# Wedding Photography Prices in Houston



## El Fotografo (Oct 7, 2009)

Don't know if this is the appropriate place for this but I was wondering if you guys could give me a 'ball park' for the going rate for a Wedding Photographer is in the Houston area. Can anyone recomend someone? Thanks.

- This is for my sister's wedding coming up in mid November... I can't believe they still haven't found a photographer!


----------



## Big Mike (Oct 7, 2009)

Mid November and they don't have a photographer yet? :shock:

Houston is a big enough area that 'ball park' is probably going to range from a couple hundred dollars to tens of thousands.  

Mike Fulton (and the gang) at Tri-Coast are very good.


----------



## zerofourtwo (Oct 7, 2009)

Tens of Thousands!? i take it your exaggerating?


----------



## Big Mike (Oct 7, 2009)

Not really.

There are plenty of photographers who charge in the $10,000+ range.  It's not really that hard...especially once you start to include a top quality album, a couple parent albums, a large print or gallery wrap etc.  

Remember that there are a lot of people who can afford to spend $100,000 or more on their wedding.  You don't think they are paying $950 for a photographer do you?


----------



## c.cloudwalker (Oct 7, 2009)

Considering your signature line, I can't help but laugh. Maybe you should all put the Ganja down an start taking care of business...


----------



## zerofourtwo (Oct 7, 2009)

That makes sense about clients who are spending 100K on weddings, arent going to go to a cheap photographer, that i can see, i just had not heard of one who sets their prices that high. I mean i've seen 5K-7K before but nothing like what you mentioned.


----------



## Goontz (Oct 8, 2009)

Buddy of mine, who is also doing my own wedding next May, is Ben at Sassani Photography - Weddings & Engagements 

What date is her wedding?


----------



## Big Mike (Oct 8, 2009)

> That makes sense about clients who are spending 100K on weddings, arent going to go to a cheap photographer, that i can see, i just had not heard of one who sets their prices that high.
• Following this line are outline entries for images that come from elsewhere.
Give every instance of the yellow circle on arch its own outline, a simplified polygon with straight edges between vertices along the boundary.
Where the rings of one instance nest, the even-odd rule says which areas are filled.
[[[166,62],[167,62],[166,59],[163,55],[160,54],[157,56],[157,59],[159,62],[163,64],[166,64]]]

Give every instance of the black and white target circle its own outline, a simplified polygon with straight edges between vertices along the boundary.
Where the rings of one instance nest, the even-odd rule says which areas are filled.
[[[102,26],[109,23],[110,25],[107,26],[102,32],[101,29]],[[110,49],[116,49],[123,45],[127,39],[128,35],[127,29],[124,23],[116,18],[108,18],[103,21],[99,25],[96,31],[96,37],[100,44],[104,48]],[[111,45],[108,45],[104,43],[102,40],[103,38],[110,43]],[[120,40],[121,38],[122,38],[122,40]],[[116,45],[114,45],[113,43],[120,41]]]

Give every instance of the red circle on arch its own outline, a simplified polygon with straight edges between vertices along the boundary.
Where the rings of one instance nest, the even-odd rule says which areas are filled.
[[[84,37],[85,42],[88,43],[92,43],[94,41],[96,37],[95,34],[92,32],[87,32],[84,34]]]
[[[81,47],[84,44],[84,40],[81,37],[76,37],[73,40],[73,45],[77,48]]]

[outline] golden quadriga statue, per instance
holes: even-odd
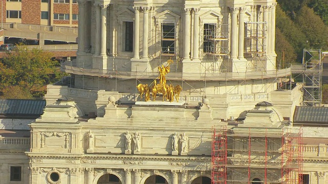
[[[142,99],[145,94],[145,101],[147,102],[150,100],[151,93],[153,101],[156,100],[156,97],[158,94],[162,94],[163,102],[165,100],[168,100],[172,102],[174,100],[174,97],[175,97],[175,100],[179,102],[179,95],[182,90],[182,87],[180,85],[177,85],[175,86],[173,86],[172,84],[168,85],[167,84],[166,79],[166,75],[170,73],[170,65],[173,62],[173,60],[170,59],[167,61],[167,66],[164,66],[162,64],[158,66],[159,75],[156,79],[154,80],[154,82],[152,83],[153,85],[151,88],[148,86],[148,84],[139,84],[137,86],[137,88],[140,93],[140,99]],[[157,80],[159,81],[158,83],[157,82]]]

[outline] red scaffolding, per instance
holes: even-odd
[[[227,183],[227,128],[213,129],[212,142],[212,183]]]
[[[259,132],[249,128],[228,134],[225,126],[213,128],[212,183],[302,183],[302,129],[297,133],[292,130],[278,133],[265,129]]]

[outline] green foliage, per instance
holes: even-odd
[[[290,63],[296,61],[297,56],[293,46],[287,41],[279,28],[276,29],[276,66],[279,66],[281,68],[288,67]]]
[[[326,25],[328,25],[328,0],[310,0],[308,6],[314,10]]]
[[[52,56],[50,52],[22,45],[14,52],[7,52],[0,62],[1,97],[40,97],[36,91],[57,79],[56,61],[51,60]],[[12,94],[9,94],[11,90]]]
[[[328,29],[313,9],[306,6],[300,10],[295,22],[306,36],[306,41],[312,49],[327,48]]]
[[[279,5],[277,6],[276,12],[276,29],[280,30],[281,34],[284,36],[282,38],[284,39],[293,47],[294,53],[297,56],[297,60],[301,62],[303,49],[309,48],[306,43],[306,36],[300,29],[295,25],[293,20],[282,11]],[[277,38],[276,40],[277,40]],[[279,40],[279,41],[282,41]],[[279,44],[279,42],[276,43],[276,50],[281,47]],[[276,51],[276,52],[278,51]],[[290,59],[292,58],[293,57],[290,58]]]

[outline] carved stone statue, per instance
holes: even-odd
[[[140,145],[141,141],[141,135],[138,132],[136,132],[134,133],[134,136],[133,137],[133,142],[134,142],[134,154],[138,154],[140,153]]]
[[[131,153],[131,142],[132,137],[129,133],[129,131],[127,131],[125,133],[125,153]]]
[[[179,135],[176,132],[172,136],[172,151],[178,151],[178,144],[179,142]]]
[[[183,133],[181,135],[180,137],[180,142],[181,142],[181,154],[186,155],[188,152],[188,140],[189,138],[186,135],[186,133]]]
[[[87,150],[87,152],[93,153],[94,135],[93,135],[93,133],[91,133],[91,130],[90,130],[89,132],[88,132],[87,136],[88,140],[88,149]]]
I mean i've seen 5K-7K before but nothing like what you mentioned.


I guess that many photographers have packages that high, but maybe their average is less.  It's not every weekend that you can book a wedding with a $100,000 budget.
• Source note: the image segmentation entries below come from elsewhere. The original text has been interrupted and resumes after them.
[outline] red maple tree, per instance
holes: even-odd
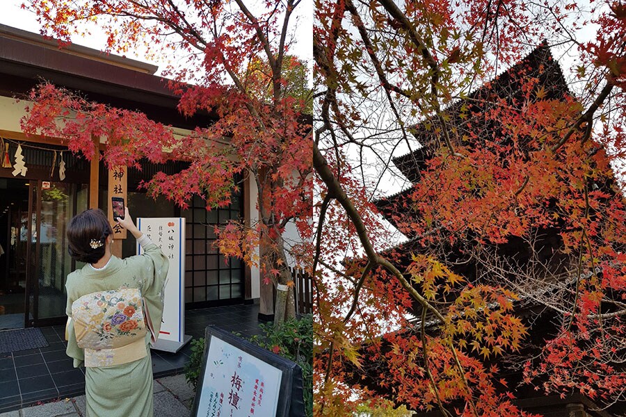
[[[141,113],[45,83],[28,97],[32,104],[23,130],[60,138],[88,158],[96,155],[93,138],[104,138],[108,166],[138,167],[143,158],[187,161],[180,172],[159,173],[145,184],[150,195],[182,207],[194,195],[207,209],[227,205],[233,176],[249,177],[259,190],[259,221],[250,227],[232,221],[216,230],[218,245],[227,256],[259,265],[265,284],[287,286],[278,292],[277,324],[295,315],[287,252],[303,263],[309,251],[287,245],[283,232],[291,222],[303,239],[311,234],[310,90],[303,63],[288,55],[299,3],[33,0],[22,6],[36,13],[42,33],[61,44],[95,23],[107,35],[106,51],[143,47],[148,56],[174,51],[176,59],[163,74],[180,97],[178,108],[186,116],[216,115],[211,126],[175,137],[169,126]]]
[[[536,390],[623,407],[623,6],[317,0],[315,17],[316,412],[520,416]],[[550,46],[577,53],[572,74]],[[408,240],[390,247],[379,213]]]

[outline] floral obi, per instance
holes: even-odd
[[[121,365],[147,354],[147,330],[137,288],[83,295],[72,304],[72,319],[85,366]]]

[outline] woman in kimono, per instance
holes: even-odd
[[[67,227],[70,256],[87,263],[67,276],[67,354],[83,362],[89,417],[152,417],[150,343],[163,316],[168,261],[137,229],[128,208],[119,224],[143,254],[120,259],[111,253],[113,231],[106,215],[90,209]]]

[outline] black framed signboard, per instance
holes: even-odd
[[[193,415],[196,417],[305,416],[297,363],[209,326]]]

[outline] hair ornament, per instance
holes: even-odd
[[[89,246],[91,247],[91,249],[97,249],[104,245],[104,244],[102,243],[102,241],[100,239],[92,239],[91,242],[89,243]]]

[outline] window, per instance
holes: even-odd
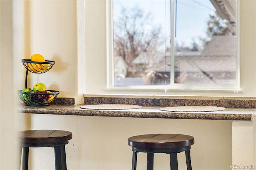
[[[238,87],[236,0],[112,2],[110,85]]]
I attended a seminar just last night and the speaker talked about having a Whopper package....20, 30, 40 thousand dollars.  It could include anything under the sun.  
He said that Monty Zucker (famous photographer) had a one million dollar package.  (never sold it, but it was on his price list).


----------



## El Fotografo (Oct 8, 2009)

Thanks for the suggestions, but they're out of her price range. She was looking for something a good bit less than $700, but those photographers looked awesome. I've found a few potential candidates though

These guys look pretty good (from Decidio.com)

Fine Light Photography

Houston TX McCarrick Photography Contemporary weddings and bridal portraits

Great1Photo.com

and I'm pretty much the only smoker in the family so they can't use that as an excuse  She claims she didn't know where to look so I told her I'd check on here and google...


----------



## FrankLamont (Oct 9, 2009)

Some prices are ridiculous... prices start at $8000 for a 10 page album. $10000 for a 20 page album. $15000 for a 40 page album. That's all they say. Nothing more is added.

Yes, they're good and all, but there are plenty of good photographers charging less and...well, normally I don't even disagree with photographer's prices as one myself. But honestly, they could try to make it look like their offering more. 
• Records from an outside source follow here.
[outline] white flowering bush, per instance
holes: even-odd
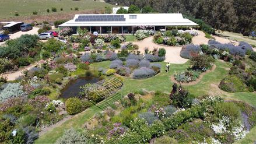
[[[0,102],[19,96],[23,96],[25,93],[23,90],[23,86],[20,83],[8,83],[0,93]]]
[[[155,31],[152,30],[138,30],[136,31],[134,34],[138,40],[142,40],[144,38],[152,36],[155,34]]]
[[[98,46],[98,47],[103,47],[104,45],[104,40],[101,38],[97,38],[95,40],[95,44],[94,45]]]

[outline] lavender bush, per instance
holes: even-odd
[[[199,52],[201,48],[199,45],[188,44],[183,47],[180,52],[180,57],[184,58],[189,59],[191,57],[191,52]]]
[[[90,54],[89,53],[85,53],[84,55],[82,55],[80,58],[83,62],[92,62],[93,61],[90,58]]]
[[[143,56],[141,55],[136,55],[134,54],[129,54],[126,59],[134,59],[138,60],[143,59]]]
[[[153,69],[142,67],[134,70],[132,73],[132,78],[135,79],[146,79],[152,77],[155,75]]]
[[[126,61],[127,66],[134,66],[139,64],[139,61],[135,59],[128,59]]]
[[[148,60],[142,60],[139,62],[139,67],[149,67],[150,65],[150,63]]]
[[[73,63],[68,63],[64,65],[64,67],[70,72],[75,72],[76,69],[76,65]]]
[[[155,121],[159,120],[159,118],[155,116],[155,114],[152,112],[146,112],[139,114],[139,117],[145,120],[149,125],[152,125]]]
[[[122,66],[122,61],[119,59],[115,59],[111,62],[110,68],[111,69],[116,69]]]

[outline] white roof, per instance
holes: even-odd
[[[15,25],[15,24],[18,24],[18,23],[23,23],[23,22],[13,22],[13,23],[9,23],[9,24],[6,24],[6,25],[4,26],[3,27],[11,27],[11,26],[14,26],[14,25]]]
[[[75,22],[79,16],[124,15],[125,21]],[[130,19],[130,15],[136,15],[136,19]],[[73,18],[59,26],[197,26],[197,23],[183,18],[181,13],[147,14],[86,14],[76,15]]]

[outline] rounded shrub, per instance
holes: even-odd
[[[66,102],[66,111],[69,114],[73,115],[82,111],[83,104],[78,98],[72,97],[68,99]]]
[[[115,70],[114,69],[109,69],[106,72],[106,74],[108,76],[113,75],[115,73]]]
[[[132,78],[135,79],[142,79],[152,77],[155,75],[153,69],[142,67],[136,69],[132,73]]]
[[[229,75],[220,81],[219,87],[227,92],[236,93],[247,92],[246,84],[236,75]]]

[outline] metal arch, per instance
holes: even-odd
[[[123,81],[115,76],[111,77],[106,79],[99,81],[89,87],[87,90],[89,92],[94,92],[104,98],[117,93],[124,85]]]

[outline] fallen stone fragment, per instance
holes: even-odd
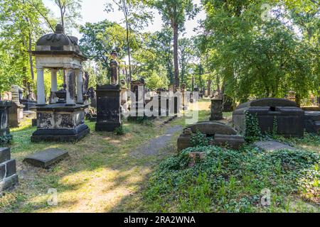
[[[68,151],[50,148],[26,157],[23,162],[37,167],[46,169],[68,156]]]

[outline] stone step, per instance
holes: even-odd
[[[57,148],[50,148],[26,157],[23,162],[37,167],[46,169],[68,156],[69,153],[68,151]]]

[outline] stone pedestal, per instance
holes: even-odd
[[[284,99],[265,98],[239,105],[233,111],[233,125],[245,133],[246,115],[256,117],[262,133],[271,133],[277,123],[277,133],[284,137],[304,136],[304,111],[294,101]]]
[[[9,101],[0,101],[0,137],[10,134],[9,127],[9,109],[11,106],[11,102]]]
[[[97,86],[95,131],[112,132],[121,126],[121,98],[119,85]]]
[[[38,106],[37,131],[32,136],[32,142],[78,141],[87,135],[89,128],[85,124],[84,109],[87,106],[56,104]]]
[[[128,111],[128,104],[127,104],[128,96],[127,94],[127,92],[128,92],[128,89],[127,88],[122,87],[121,89],[121,92],[120,92],[121,106],[122,106],[122,110],[124,111]]]
[[[17,183],[16,160],[11,158],[10,148],[0,148],[0,194]]]
[[[23,105],[13,101],[12,106],[9,109],[9,124],[11,128],[18,128],[20,122],[23,118]]]
[[[30,99],[21,99],[21,103],[24,106],[24,111],[30,111],[32,107],[35,106],[37,104],[36,101]]]
[[[210,121],[218,121],[223,119],[222,108],[222,99],[211,99],[211,116],[210,117]]]

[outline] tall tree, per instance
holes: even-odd
[[[8,72],[12,73],[4,77],[11,77],[7,81],[16,82],[19,85],[23,82],[28,92],[34,79],[31,51],[37,37],[43,33],[41,15],[34,10],[33,5],[38,5],[44,13],[45,7],[41,0],[3,0],[0,2],[0,46],[3,52],[0,60],[1,66],[10,68]],[[10,65],[6,66],[6,64]],[[9,85],[11,84],[6,85],[6,89]]]
[[[148,24],[149,21],[153,18],[151,12],[146,9],[145,4],[139,1],[134,0],[112,0],[113,3],[117,6],[118,9],[123,13],[124,22],[126,27],[126,41],[127,52],[129,60],[129,81],[132,81],[132,65],[131,65],[131,33],[138,33],[142,30],[144,26]],[[106,4],[106,11],[113,11],[112,4],[109,3]]]
[[[80,40],[80,45],[83,53],[90,59],[99,62],[105,70],[110,67],[110,53],[117,47],[118,57],[125,57],[126,30],[115,22],[105,20],[95,23],[86,23],[80,27],[83,34]],[[131,35],[132,48],[137,48],[137,40]]]
[[[178,57],[181,69],[180,79],[181,84],[185,83],[186,76],[188,73],[188,66],[191,61],[194,58],[194,46],[192,39],[183,38],[178,40]]]
[[[277,10],[282,5],[274,6],[272,17],[264,20],[262,4],[266,2],[274,4],[205,1],[203,53],[223,79],[227,95],[246,101],[250,96],[283,97],[293,90],[299,103],[319,86],[319,67],[314,67],[319,48],[307,45],[285,23],[283,18],[290,15]]]
[[[59,8],[60,20],[63,29],[75,27],[76,20],[81,17],[82,0],[53,0]]]
[[[170,26],[173,30],[174,82],[176,87],[179,87],[178,33],[184,29],[187,19],[194,18],[198,8],[193,4],[192,0],[155,0],[151,1],[150,4],[158,9],[165,24]]]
Still, the budget is important to know.

If they don't know, I suggest a budget of $1000-2000 (hopefully even 3000 or 4000) is a good _base_.


----------



## uberben (Oct 9, 2009)

I would be very very weary of a person charging 700 or less.  A good wedding photographer does a lot of behind the scenes work.  So it's not like they just show up, shoot, load the photos onto a disc and then call it a day.  I usually put in around 60-80 hours of work per wedding and charge on average 2k a wedding. If they are legit, they should be paying taxes and also have all the proper insurance to cover everyone one involved.  So after costs/taxes, they are probably only looking at around 350 dollars or less.  I know I wouldn't bother with shooting a wedding for 5 dollars an hour.


----------



## Big Mike (Oct 9, 2009)

> She was looking for something a good bit less than $700


I know that not everyone can afford to spend thousands of dollars on wedding photography...but I do try to encourage people to spend more money on it...and not just because I'm a wedding photographer .

Think about how much money they spend on; the dress, the decorations, the catering, the locations, the flowers etc.  All of those things will be used for only one day.  The photos capture the memories and can be looked at for the rest of their lives. 

I've talked to a lot of married people who, after the fact, say that they wish they had spent more money on the photography (myself included).  

I'm not saying that you should pressure your sister to spend everything she has to hire the best photographer in Houston...but at least consider spending more than $700 to get a photographer who knows what they are doing.


----------



## WeddingPhotoTX (Mar 26, 2014)

Well this is quite an old thread but still of current interest today.
Many people in Houston cannot afford even $500 on wedding photographer in 2014!
This is reality.
The economy is still pretty bad.
Here is some statistical data: _The median income for a household in the city was $37,000, and the median income for a family was $40,000. Males had a median income of $32,000 versus $27,000 for females. The per capita income was $20,000. *Nineteen percent of the population and 16% of families were below the poverty line*. Out of the total population, 26% of those under the age of 18 and 14% of those 65 and older were living below the poverty line. Houston - Wikipedia, the free encyclopedia
_
While you will be waiting for an oil king's wedding, student from India with entry level DSLR and a kit lens and zero wedding experience who charges $35/h would be a way to go for a large group of people in Houston


----------